The human spirit, like water, will find the level of its times. This is how it must be.
The only question worth asking in times like these is: How should we live? (Op cit., page 166)
Among the many authors quoted in Against the Machine, one of them sums up neatly the whole challenge of our time. It was written by a less recent philosopher, but one who had truly prophetic insights about the future of the West. This Russian, a convert to the Orthodox faith, was exiled by the Bolsheviks in 1922. Here is the quote:
The will to power, to wellbeing, to wealth, triumphs over the will to holiness and to genius… Spirituality is on the wane, [in] a time of bourgeois ascendancy. The knight and the monk, the philosopher and the poet, have been superseded by a new type— the greedy bourgeois conqueror, organizer, and trader… In the new machine-made industrial-capitalist civilization of Europe and America, the spiritual culture…based on a sacred symbolism and sacred tradition, is being irrevocably annihilated. (Nikolai Berdyaev, The Bourgeois Mind and Other Essays [The Stanhope Press, 1934])

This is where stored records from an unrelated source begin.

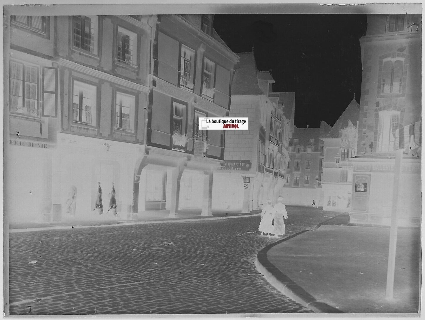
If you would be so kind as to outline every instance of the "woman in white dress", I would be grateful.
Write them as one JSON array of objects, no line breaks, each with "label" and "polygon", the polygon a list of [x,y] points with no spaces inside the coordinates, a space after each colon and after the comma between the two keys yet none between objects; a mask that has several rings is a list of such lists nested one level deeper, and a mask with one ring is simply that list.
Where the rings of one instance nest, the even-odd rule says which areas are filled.
[{"label": "woman in white dress", "polygon": [[285,234],[285,220],[288,219],[288,213],[285,206],[283,204],[283,198],[281,197],[278,198],[278,203],[273,207],[275,209],[275,225],[273,226],[273,233],[275,237]]},{"label": "woman in white dress", "polygon": [[264,233],[265,233],[266,235],[268,234],[268,236],[269,237],[270,234],[273,232],[273,224],[272,221],[275,217],[275,209],[272,205],[272,199],[269,199],[267,200],[267,204],[263,208],[261,215],[261,221],[258,226],[258,231],[261,233],[261,235]]}]

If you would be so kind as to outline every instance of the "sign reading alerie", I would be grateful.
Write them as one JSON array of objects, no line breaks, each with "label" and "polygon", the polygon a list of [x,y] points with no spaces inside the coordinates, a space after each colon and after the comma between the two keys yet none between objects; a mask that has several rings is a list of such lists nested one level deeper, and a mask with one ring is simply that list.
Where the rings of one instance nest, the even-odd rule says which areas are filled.
[{"label": "sign reading alerie", "polygon": [[251,169],[251,161],[249,160],[225,160],[222,162],[221,170],[248,171]]}]

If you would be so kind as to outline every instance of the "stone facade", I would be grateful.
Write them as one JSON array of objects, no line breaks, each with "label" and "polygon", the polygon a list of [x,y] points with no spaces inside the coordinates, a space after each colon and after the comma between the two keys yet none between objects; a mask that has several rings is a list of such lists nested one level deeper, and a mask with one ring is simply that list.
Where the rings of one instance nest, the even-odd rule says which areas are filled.
[{"label": "stone facade", "polygon": [[[396,130],[421,119],[421,16],[368,14],[367,20],[366,35],[360,40],[363,74],[357,156],[350,159],[351,222],[388,225]],[[418,225],[420,160],[407,154],[402,157],[398,223]]]}]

If there is anything to criticize about the book by Paul Kingsnorth, it is perhaps a certain lack of authentic Catholic Christian hope. The author is a fairly recent (2020) convert to the Romanian Orthodox Church and is no doubt still assimilating the incalculable treasures of the Faith. He points his readers in the right direction, but probably underestimates as yet the unconquerable majesty of the Kingdom of Heaven that is coming and which crushes under its feet—like the old serpent under the Immaculate foot of the Blessed Virgin—that terrible Machine, deadly but altogether doomed to destruction.
Finally, there is something about the idea of a true Christian Village, of a place close to the earth, where children can grow up in relative security and peace—far from the clutches of the Machine—a place that just won’t die.